Stream It Or Skip It

Stream It Or Skip It: ‘This Way Up’ on Hulu, in Which Aisling Bea is a Woman on the Other Side of a Nervous Breakdown

Where to Stream:

This Way Up

Powered by Reelgood

Hulu’s This Way Up is already drawing comparisons to Amazon Prime hits Fleabag and Catastrophe, which may work in its favor. Created by and starring Irish actress/comedian Aisling Bea, it’s a six-episode character study focused on a contemporary woman whose biting wit acts as a smokescreen for her personal issues — and who depends on her sister for emotional support. It’s funny, melancholy and a bit bitter, but does it stand on its own?

THIS WAY UP: STREAM IT OR SKIP IT?

Opening Shot: An exterior shot of a sprawling rehab hospital.

The Gist: It’s Aine’s (Bea) last day at the mental-health facility. She and her older sister Shona (Sharon Horgan of Catastrophe) give their feedback to a nurse: Didn’t the website show pictures of a jacuzzi? Why wasn’t there a jacuzzi? They expected a jacuzzi. A jacuzzi might be helpful for someone like Aine, who had a nervous breakdown — if that’s what you want to call it.

Four months later. Aine employs Keeping Up with the Kardashians as a tool to teach English to a classroom full of immigrants. She’s sort of lightly disinvited to a dinner party via a lame excuse that she maybe should take personally? A few fruitless phone calls later, she faces the prospect of being alone on a Friday night. She impulsively steaks a drink from a shop; she’s stonewalled by her therapist’s receptionist.

She drops in on Shona, who’s preparing to go to a work-related party full of mostly white men — so obviously, she’s in finance. Her boyfriend is Vish (Aasif Mandvi), who, being brown-skinned, doesn’t fit in either. But Freddie (Chris Geere), Aine’s ex, fits right in. Anyway: Shona borrows the skirt right off her sister’s butt and heads to the Caucasian Male Finance Soiree, leaving Aina alone with no pants on. She takes a knee. Is she just crying, or having an anxiety attack? Hard to tell.
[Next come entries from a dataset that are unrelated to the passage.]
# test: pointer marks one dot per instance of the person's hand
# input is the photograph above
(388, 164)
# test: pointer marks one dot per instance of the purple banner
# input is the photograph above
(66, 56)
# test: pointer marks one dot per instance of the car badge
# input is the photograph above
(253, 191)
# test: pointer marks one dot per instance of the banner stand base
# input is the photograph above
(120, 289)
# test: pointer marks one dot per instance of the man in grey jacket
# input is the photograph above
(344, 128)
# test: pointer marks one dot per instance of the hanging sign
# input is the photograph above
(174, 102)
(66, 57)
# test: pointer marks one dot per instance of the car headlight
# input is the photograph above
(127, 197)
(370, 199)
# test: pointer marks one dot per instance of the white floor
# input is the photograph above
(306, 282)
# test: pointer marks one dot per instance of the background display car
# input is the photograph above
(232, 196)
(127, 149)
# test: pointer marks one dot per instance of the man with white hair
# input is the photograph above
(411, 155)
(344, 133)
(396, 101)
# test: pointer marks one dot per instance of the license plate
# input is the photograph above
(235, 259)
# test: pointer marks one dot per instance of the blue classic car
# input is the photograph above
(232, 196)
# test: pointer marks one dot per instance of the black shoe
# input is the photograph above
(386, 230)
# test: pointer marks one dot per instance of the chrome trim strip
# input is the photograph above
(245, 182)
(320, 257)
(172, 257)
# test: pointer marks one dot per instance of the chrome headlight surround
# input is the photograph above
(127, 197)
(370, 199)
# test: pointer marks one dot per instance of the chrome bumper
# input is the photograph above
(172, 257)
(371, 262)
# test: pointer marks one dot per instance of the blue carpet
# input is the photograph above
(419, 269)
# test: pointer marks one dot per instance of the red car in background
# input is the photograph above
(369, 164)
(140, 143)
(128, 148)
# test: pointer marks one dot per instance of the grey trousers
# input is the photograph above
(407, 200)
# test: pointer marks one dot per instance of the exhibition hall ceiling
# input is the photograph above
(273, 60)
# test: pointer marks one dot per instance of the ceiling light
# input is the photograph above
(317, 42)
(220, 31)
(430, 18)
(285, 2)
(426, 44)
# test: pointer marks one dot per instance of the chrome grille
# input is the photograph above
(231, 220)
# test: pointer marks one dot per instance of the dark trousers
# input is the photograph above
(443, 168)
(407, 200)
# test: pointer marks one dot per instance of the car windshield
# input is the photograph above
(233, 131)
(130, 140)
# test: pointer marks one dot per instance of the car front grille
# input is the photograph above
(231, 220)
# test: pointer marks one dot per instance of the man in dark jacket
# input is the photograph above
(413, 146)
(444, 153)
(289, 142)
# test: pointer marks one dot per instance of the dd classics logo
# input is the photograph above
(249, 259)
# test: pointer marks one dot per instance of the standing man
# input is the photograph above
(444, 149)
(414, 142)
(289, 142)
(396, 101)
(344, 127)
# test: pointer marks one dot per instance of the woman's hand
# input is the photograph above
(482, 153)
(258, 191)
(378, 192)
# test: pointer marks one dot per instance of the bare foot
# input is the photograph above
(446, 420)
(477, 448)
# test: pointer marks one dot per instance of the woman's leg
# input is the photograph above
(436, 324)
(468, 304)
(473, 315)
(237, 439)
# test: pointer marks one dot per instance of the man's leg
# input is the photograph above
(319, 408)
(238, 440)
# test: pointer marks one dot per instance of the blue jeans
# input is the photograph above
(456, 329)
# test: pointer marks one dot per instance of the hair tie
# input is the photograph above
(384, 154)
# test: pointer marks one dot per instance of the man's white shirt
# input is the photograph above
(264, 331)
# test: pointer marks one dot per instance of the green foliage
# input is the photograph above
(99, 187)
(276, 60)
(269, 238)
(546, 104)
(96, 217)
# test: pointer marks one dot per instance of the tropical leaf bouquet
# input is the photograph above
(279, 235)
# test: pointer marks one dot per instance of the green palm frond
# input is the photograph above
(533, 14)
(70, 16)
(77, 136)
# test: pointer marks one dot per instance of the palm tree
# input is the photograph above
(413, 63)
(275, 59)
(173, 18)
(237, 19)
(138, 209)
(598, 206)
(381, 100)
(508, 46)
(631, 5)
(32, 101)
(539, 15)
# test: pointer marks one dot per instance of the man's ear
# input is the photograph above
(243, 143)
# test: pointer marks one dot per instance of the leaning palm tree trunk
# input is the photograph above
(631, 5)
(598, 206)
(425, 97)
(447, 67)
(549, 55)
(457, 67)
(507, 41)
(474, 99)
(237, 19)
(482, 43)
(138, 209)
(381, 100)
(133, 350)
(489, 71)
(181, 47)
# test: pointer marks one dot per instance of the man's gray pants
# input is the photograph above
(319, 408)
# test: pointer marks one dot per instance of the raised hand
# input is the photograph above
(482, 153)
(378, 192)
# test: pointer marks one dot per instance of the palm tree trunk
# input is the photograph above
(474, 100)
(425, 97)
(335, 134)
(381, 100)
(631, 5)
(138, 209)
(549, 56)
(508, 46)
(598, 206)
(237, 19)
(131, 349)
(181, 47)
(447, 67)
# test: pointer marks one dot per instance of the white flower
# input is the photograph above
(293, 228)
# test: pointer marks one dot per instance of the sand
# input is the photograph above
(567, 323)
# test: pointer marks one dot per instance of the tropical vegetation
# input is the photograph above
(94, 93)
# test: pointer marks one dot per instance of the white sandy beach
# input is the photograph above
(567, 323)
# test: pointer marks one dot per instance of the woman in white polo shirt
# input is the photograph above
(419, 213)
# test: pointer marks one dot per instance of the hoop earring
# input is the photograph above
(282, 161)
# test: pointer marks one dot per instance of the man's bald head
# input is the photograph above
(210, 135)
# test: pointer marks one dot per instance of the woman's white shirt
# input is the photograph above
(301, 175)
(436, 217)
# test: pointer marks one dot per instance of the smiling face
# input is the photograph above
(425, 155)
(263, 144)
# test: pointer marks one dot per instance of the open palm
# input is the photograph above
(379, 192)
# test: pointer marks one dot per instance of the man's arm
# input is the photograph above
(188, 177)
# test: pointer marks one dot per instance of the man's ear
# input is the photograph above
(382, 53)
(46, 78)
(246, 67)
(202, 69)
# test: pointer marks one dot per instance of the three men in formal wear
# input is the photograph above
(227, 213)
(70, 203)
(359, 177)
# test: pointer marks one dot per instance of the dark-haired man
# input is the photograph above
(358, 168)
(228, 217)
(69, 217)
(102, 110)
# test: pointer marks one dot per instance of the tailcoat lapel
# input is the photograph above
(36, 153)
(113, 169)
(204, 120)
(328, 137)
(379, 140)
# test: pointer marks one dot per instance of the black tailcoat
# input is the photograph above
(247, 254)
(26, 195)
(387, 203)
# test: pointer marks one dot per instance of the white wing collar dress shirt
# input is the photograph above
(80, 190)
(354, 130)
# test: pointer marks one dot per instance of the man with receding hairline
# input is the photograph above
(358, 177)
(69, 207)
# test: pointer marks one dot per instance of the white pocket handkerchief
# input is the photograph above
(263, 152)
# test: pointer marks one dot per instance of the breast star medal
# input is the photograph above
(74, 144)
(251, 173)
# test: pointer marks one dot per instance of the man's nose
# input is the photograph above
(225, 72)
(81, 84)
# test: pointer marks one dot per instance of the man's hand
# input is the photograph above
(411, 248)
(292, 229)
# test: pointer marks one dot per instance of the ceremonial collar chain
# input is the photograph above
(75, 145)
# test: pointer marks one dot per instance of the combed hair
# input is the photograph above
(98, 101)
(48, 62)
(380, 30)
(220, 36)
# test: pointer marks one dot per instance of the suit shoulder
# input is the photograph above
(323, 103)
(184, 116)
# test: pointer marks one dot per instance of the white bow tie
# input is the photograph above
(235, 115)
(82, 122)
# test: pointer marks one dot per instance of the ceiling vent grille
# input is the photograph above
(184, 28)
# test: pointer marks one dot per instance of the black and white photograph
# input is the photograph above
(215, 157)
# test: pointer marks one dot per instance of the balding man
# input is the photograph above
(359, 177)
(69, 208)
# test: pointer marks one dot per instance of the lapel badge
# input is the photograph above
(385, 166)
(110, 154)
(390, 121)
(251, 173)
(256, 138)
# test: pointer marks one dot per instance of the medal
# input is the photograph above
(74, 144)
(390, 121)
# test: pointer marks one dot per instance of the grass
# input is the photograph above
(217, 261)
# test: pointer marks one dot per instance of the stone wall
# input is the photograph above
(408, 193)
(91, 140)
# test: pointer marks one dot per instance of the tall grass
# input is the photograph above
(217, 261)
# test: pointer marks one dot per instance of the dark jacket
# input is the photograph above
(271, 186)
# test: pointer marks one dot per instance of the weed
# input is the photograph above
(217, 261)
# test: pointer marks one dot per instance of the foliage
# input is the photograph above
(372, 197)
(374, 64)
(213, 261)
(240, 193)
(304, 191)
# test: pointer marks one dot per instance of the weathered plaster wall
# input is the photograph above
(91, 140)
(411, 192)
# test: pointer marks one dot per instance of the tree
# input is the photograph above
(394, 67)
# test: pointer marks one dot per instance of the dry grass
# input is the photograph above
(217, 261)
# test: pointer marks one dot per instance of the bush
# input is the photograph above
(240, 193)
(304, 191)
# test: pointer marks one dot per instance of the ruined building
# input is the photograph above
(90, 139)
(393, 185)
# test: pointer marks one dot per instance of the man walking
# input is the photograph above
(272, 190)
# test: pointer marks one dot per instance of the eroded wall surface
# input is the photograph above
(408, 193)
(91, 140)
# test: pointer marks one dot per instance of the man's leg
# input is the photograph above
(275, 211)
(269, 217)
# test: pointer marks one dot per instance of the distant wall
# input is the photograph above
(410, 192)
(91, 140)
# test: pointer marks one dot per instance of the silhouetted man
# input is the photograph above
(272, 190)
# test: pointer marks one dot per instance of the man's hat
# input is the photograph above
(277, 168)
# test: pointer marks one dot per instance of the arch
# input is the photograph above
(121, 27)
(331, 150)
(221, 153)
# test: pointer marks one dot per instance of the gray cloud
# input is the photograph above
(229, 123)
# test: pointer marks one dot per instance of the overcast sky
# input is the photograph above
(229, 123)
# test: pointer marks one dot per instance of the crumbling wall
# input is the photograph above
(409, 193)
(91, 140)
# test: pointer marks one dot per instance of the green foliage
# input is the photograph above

Aine heads home. She calls Tom (Ricky Grover), an amiable buddy from rehab, who comes over. She jumps his bones, and even though they agree she has “really cracking boobs,” he balks. It’s not the right thing to do. But he can’t go home. The trains have stopped running. And we soon learn that he snores a lot. So Aine does what Shona explicitly asked her not to do, go for a walk late at night. Shona tracks her sister’s whereabouts on her phone, which both agree is probably a good thing. Despite connecting with a new friend, Charlotte (Indira Varma), Shona leaves the party to find her sister. Nothing happens to Aine — at least not physically. Psychologically, though, she’s obviously hurting.

Our Take: Whether This Way Up is more of the same in the wake of Fleabag‘s considerable acclaim seems moot. I’ll pause here to let anyone who thinks there are too many strong, complex female protagonists on TV air their grievances. Actually, I won’t — this is the internet, and it’s full of people who are blissfully, belligerently unaware that they’re wrong.

The debut episode teases us with a what-happened-to-Aine plot, but the series is clearly about what happens to Aine next, in all the small moments that don’t move the earth, but comprise the bulk of our lives. Not to be glibly referential, but she’s human and needs to be loved, just like anybody else does. And even after spending a scant 27 minutes with her, we may love her already, because Bea’s performance is equal parts droll and vulnerable. There’s truth in the way she renders the character, who has a distracting one-liner for every situation, no matter how painful it may be.

The other cracking pair is Bea and Horgan, who anchor the show with their tight-sisters, two-peas-in-a-pod, share-a-wardrobe-and-maybe-also-a-brain dynamic. There’s love, trust and a lived-in quality to the way their characters interact. Their performances are smart, playful, nimble and rooted in empathy. We watch, greatly anticipating their next scene together.

Sex and Skin: The cracking boobs stay in their bra.

Parting Shot: A wide shot of Shona and Aine parked on a stoop late at night, giggling at pictures of animals that look like celebrities.

Sleeper Star: Although we only get a brief glance at Geere (of You’re the Worst fame) in this episode, I’d wager that Aine’s ex will steal his share of upcoming scenes.

Most Pilot-y Line: “My problem wasn’t that I was drinking, Tom. It was that I was too much of a f—in’ legend,” Aine quips, being so funny, she hopes everyone forgets that they were talking about something serious.

Our Call: STREAM IT. Yes, it stands on its own. Context is meaningless, considering how tightly written and exceptionally funny This Way Up is.